I don’t care for the AA in this year’s batch of contestants. AA stands for Arrogant Australian. His name also happens to be Mark Wright which means no-one in the UK can truly look at him seriously as a man of industry.
Anyway, said AA is particularly arrogant because he starts this week’s episode by throwing around sentences like “the process starts now”, so as to suggest that the contestants that were in it up til now were worthless (which they were but that’s not for Mark Wright to judge)
The good thing about Mark Wright is that he argues a lot with Conceited Daniel, and they are on the same team now. So this week, when the teams are given the task of setting up their own coach tours, they bicker about the best kind of excursion to put on. Daniel is PM so he gets final say, which is just even more delicious to watch. They row about things like how much to charge to take someone up the river (in a boat). Whilst one says £100, the other argues for the sake of it by suggesting £99.50. I bloody love it.
James is a fool, so fits quite well with his team’s tour of Canterbury. He is a bitch to Jemma, who is the one with the glasses, and shouts over her a lot. He seems to have a row with a different woman each week. Mysogynist, clearly. He seems to think he can get a discount rate a Hever castle but the woman there is having none of it. She’s a bit like a modern day Anne Boleyn.
Over at Blenheim, Bianca is obsessed with the fact that Winston Churchill’s parents made sweet sweet political love in the bedroom there and says that “this is where the Winston Churchill was born” as if Churchill was just an idea or epiphany or concept, rather than a human being.
Solomon attempts to sell tour tickets by pinpointing and preying on young girls (overage, don’t worry).
Pamela, who rightly observes incompetence but is extremely irritating says “fecking” a lot. A LOT! Yeah, alright, we get it Pam, you’re Irish.
The candidates wear waistcoats on the challenge which makes them look more like cater waiters.
James/Sanjay/Jemma’s tour is more like they’re on a bus to Vegas, complete with recitation of “Three men went to mow, went to mow a meadow”. On said bus, James pretty much tells the customers to sit down and shut up, and that they’re not allowed to use the loo at the back because someone’s clogged it up. Nice.
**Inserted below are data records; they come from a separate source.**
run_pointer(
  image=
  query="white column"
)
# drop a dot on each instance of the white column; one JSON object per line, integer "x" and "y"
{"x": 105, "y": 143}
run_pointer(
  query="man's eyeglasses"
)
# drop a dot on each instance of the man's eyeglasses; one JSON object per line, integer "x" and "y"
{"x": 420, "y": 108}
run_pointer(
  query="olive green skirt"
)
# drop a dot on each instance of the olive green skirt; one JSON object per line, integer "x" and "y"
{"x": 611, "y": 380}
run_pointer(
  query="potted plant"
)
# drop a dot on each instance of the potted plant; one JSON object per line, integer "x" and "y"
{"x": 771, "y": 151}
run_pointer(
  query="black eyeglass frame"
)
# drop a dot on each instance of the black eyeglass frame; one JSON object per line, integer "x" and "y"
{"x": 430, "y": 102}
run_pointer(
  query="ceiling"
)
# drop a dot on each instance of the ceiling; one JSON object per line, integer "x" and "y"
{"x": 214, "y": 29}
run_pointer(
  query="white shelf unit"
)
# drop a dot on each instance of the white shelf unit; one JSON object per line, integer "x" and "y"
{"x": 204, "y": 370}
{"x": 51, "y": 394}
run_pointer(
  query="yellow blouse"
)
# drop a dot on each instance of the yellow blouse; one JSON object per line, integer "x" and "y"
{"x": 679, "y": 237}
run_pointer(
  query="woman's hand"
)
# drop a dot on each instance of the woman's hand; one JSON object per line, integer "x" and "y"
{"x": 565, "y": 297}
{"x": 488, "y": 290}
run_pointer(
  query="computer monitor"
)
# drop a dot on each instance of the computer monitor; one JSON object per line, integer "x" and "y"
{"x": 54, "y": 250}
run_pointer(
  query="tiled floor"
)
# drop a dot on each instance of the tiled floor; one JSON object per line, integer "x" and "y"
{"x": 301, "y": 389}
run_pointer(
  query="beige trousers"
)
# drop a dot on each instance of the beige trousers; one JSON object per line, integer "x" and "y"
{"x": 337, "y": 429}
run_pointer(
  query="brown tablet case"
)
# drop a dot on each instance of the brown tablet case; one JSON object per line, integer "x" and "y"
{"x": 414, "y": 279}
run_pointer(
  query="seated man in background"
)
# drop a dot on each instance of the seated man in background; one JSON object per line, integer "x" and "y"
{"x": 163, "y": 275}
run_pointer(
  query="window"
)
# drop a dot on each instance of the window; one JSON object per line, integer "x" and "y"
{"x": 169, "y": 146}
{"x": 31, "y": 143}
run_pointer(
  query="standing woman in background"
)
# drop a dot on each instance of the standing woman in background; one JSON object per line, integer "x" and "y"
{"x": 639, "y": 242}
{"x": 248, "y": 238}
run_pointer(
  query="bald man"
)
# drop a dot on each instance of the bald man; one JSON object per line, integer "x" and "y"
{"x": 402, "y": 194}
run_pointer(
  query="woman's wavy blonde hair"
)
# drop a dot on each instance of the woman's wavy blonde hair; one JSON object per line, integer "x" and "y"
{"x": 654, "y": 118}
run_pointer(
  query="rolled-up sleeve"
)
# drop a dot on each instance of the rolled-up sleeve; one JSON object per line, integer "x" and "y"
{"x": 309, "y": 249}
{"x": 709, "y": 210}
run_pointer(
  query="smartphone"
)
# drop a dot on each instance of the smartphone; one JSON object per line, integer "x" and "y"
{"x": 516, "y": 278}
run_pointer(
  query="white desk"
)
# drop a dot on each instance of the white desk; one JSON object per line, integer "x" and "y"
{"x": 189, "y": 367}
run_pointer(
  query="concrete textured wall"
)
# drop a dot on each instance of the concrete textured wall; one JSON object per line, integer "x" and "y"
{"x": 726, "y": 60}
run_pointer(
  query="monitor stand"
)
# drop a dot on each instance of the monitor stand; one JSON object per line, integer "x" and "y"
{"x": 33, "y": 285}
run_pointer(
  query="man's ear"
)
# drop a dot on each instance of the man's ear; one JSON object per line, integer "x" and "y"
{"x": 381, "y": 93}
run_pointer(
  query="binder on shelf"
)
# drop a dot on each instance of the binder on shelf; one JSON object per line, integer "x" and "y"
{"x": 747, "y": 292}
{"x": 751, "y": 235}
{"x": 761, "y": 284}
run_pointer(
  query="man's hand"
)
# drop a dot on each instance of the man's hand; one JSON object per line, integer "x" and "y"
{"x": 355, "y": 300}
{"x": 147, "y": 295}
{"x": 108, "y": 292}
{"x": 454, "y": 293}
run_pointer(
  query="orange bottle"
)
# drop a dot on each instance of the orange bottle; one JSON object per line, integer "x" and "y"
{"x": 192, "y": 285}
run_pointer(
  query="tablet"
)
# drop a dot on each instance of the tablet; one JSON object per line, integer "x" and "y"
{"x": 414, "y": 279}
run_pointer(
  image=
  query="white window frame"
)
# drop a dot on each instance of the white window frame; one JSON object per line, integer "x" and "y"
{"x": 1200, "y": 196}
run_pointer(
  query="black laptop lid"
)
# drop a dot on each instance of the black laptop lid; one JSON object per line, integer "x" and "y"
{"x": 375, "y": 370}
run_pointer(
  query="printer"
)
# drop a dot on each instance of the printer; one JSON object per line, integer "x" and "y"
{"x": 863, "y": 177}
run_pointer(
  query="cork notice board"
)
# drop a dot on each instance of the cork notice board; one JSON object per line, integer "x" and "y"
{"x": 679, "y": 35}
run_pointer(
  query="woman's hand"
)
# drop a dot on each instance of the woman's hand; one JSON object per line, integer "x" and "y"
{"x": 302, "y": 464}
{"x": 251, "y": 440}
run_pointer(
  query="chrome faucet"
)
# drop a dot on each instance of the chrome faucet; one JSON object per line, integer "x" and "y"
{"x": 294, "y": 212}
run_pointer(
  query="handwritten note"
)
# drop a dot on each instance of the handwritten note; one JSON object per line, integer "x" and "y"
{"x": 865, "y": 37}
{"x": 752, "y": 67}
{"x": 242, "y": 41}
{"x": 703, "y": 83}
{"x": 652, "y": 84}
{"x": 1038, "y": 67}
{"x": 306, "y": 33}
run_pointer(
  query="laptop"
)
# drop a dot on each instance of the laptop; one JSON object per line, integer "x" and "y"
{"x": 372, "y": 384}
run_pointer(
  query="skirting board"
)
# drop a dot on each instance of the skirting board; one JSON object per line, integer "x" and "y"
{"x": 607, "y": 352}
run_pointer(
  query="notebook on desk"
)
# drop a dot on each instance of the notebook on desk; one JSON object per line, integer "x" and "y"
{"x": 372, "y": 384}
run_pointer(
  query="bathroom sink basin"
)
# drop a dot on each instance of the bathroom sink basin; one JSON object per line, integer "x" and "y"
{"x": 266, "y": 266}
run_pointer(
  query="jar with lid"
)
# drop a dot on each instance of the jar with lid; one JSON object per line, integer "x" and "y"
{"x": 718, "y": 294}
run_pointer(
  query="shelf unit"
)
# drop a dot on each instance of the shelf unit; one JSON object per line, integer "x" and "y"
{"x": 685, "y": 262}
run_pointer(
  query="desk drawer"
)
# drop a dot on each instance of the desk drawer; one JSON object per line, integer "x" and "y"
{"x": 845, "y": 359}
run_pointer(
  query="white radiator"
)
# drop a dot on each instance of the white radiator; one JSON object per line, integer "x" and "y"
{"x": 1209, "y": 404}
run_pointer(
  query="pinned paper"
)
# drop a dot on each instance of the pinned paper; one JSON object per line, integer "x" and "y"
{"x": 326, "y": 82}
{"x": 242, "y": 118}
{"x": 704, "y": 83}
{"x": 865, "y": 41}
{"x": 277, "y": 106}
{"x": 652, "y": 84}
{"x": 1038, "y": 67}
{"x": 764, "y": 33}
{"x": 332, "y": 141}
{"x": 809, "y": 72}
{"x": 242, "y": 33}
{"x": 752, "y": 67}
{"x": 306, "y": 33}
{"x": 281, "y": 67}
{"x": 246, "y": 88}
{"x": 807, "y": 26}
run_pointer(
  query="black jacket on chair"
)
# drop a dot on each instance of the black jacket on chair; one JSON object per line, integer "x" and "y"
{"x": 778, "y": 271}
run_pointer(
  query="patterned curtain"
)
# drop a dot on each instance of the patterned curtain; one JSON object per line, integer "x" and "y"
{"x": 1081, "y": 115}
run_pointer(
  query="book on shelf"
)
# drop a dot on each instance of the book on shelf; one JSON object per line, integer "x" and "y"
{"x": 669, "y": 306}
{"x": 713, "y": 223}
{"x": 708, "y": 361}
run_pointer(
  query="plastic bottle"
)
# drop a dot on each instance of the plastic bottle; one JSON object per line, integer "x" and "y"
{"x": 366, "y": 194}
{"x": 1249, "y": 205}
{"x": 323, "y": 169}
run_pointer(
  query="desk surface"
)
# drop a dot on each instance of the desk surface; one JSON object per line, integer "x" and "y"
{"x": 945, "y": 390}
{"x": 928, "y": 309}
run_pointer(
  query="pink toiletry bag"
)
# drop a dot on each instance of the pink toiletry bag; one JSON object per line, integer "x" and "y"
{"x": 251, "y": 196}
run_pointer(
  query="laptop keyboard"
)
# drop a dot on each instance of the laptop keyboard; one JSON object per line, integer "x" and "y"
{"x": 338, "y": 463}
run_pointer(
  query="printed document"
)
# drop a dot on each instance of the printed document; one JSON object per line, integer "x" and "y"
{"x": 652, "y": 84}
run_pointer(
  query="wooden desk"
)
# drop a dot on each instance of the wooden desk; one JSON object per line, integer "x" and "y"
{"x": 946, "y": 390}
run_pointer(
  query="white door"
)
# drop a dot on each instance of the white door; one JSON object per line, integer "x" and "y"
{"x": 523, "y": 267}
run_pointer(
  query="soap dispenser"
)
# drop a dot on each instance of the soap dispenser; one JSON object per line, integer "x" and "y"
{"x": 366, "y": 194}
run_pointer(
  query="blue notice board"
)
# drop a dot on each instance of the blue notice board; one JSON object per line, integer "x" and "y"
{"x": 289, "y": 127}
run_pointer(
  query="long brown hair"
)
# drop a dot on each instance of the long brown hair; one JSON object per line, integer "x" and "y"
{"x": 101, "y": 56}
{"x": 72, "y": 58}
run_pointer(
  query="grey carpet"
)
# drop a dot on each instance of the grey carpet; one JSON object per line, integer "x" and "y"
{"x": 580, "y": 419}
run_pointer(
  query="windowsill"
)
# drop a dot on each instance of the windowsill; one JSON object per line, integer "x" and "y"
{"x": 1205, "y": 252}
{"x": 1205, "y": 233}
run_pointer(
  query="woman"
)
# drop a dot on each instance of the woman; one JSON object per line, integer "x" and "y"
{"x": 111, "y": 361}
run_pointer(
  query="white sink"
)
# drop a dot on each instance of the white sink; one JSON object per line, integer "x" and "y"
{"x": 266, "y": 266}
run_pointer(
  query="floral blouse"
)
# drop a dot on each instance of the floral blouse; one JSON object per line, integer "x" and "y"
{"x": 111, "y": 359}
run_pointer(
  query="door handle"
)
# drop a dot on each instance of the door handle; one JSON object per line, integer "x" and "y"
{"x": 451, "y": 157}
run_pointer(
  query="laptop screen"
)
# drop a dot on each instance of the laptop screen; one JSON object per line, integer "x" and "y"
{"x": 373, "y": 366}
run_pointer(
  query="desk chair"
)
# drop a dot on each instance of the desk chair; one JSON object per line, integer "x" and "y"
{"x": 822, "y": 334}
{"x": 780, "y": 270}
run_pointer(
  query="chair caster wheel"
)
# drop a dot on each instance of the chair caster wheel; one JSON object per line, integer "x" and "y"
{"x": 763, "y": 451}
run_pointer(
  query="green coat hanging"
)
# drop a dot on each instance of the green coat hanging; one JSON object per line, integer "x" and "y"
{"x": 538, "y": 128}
They stop off at Hever castle so that Jemma can give her guided tour, during which she makes up her own opinion as to why Henry VIII and Anne Boleyn didn’t work out. She also references a chest that Henry VIII owned but rather than point it out says “if you can find that chest, look at it”. Back on the bus, Sanjay gives a potted history of Kent:
“Back in the olden times, that’s kind of what Kent looks like, it’s sort of most similar as we have today, as what we had back then…”
Karren gets cross at the moment that the same team lead her and their tour down Canterbury high street, spending more time outside Poundland than anything remotely historic.
Meanwhile the other team have dressed Filipe up in a boating outfit (not a Fat Daddy) and got him to talk to a load of people about what you can do in Cambridge or wherever they are. “You can do an MA here,” he says. Yeah, obvs, Filipe.
Whilst Daniel’s team serves up flaccid wet sandwiches, the Canterbury team dress their customers up in outfits only for them to run out of time learning about the Canterbury Tales and force them all back on the bus where about half of them seem to pass away quietly in their sleep.
Of course Daniel is pursed-lipped in the board room, and tries to behave a bit as if he were Danny Dyer. His team win though. “I’d rather win ugly than loose being liked,” says Daniel. Mission achieved then. The treat is abseiling, during which everyone just argues more with bitter Daniel. Surprised no-one cuts the abseil chord actually.
Sanjay, who is team leader of the loosing team, is clearly in love with James. He laughs at EVERYTHING he says and does, and looks at him with absolute awe, despite the fact that James is neither funny nor awe-inspiring. Because of this, he does not bring James back into the boardroom and poor old bespectacled Jemma is canned like a tin of plum tomatoes. Three men indeed went to mow a meadow!